For him, that was his nonprofit Musicians on Call, which he founded with his friend and fellow music buff Michael Solomon. Both had lost loved ones to cancer, and both wanted to make themselves useful. One night, they arranged for a musician friend to join them at Sloan Kettering, singing bedside to patients who couldn’t leave their rooms. The experience was, in a word, transformative.
“I thought: This is where all that energy goes. It’s here and music brought it back to this room. Music is a healing power.”
Twenty years later, the organization now operates in all 50 states, bringing volunteer musicians into hospitals for bedside serenades, songwriting classes, even recording sessions. If music is the catalyst of his vertiginous career path, this desire to “do something good” is the ballast that seems to keep him steady as he wheels and deals.
Underscoring this is his experience as the child of immigrants. Though he insists he fails to pick up on everyday racism (“I literally just don’t notice. My wife is always like, ‘What is wrong with you?’”) his identity as an Indian American deeply roots his worldview.
“Part of the immigrant experience for me, and I think for many children of immigrants, is that failure is not an option,” he explains. “I grew up with my parents telling me, ‘You have to work harder than everybody else, because you’re going to have it harder, and you have to give back to this country that we worked so hard to get here for.’ It drives me crazy that this administration and others say, ‘What do immigrants have to offer the country?’ It’s like, well, first of all, their children!”

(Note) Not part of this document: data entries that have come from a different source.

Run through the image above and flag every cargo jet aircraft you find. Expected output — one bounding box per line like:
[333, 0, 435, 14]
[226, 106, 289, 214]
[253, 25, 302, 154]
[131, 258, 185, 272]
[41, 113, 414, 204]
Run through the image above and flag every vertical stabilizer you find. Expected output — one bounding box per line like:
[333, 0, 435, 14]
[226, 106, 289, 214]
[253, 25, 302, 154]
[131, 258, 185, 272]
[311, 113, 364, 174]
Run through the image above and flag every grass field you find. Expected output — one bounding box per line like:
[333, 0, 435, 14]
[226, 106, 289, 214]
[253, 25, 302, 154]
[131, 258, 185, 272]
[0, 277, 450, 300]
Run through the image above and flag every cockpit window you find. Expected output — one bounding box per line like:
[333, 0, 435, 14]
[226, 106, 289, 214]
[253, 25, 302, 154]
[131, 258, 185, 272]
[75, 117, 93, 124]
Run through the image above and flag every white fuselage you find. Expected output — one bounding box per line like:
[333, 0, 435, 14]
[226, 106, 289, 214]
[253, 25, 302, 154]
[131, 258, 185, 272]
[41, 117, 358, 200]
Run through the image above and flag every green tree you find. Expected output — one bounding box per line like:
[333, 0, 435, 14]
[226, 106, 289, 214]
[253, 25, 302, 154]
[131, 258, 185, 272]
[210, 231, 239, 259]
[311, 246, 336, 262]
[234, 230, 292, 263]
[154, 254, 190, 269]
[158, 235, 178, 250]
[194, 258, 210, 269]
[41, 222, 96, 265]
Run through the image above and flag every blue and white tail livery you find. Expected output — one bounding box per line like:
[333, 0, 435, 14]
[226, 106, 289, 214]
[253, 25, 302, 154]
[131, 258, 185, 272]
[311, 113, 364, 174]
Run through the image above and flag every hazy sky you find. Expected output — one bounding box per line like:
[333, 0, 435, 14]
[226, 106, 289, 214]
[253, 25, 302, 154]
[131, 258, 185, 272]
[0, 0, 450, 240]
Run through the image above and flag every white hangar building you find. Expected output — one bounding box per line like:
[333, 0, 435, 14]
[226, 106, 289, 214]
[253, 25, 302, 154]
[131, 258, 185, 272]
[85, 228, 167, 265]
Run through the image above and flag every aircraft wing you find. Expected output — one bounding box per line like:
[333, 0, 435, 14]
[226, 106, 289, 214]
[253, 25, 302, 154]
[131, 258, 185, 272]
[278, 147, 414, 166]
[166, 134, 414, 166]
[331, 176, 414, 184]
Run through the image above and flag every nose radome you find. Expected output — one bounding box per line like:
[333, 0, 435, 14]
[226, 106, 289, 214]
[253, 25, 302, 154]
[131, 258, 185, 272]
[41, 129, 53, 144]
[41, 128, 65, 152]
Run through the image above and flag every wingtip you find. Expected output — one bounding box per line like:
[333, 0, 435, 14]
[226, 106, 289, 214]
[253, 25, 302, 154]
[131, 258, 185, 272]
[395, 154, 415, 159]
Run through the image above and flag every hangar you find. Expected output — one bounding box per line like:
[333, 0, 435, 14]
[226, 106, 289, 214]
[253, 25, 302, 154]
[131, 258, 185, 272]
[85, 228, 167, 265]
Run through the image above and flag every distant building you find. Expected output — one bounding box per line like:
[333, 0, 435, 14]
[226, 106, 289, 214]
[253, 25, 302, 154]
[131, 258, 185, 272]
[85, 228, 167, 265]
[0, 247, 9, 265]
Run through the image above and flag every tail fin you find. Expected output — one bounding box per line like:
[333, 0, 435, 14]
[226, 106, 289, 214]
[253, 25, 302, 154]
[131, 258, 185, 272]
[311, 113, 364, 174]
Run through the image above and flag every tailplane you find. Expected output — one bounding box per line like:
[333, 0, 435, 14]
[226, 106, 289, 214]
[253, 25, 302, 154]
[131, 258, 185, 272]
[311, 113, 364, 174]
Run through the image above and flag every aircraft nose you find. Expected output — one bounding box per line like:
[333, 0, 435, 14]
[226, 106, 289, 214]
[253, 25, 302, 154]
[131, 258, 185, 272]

This lens clarifies much of Tiwary’s trait amalgam: his openness about both privilege and grief, the nonstop productivity, the focus on family, the emphasis on giving credit where it’s due. No matter what he has, none of it is allowed to feel unearned. His parents never let him feel that growing up, and he won’t let himself feel it now.
In that vein, he has found himself in good company on Jagged Little Pill. Alongside Price, he’s partnered with industry newcomer Arvind David; together they make up the most diverse team running a Broadway show this season. David and Tiwary are currently the Rialto’s only two lead producers of Asian descent, and Price is the only openly gay woman in the same position.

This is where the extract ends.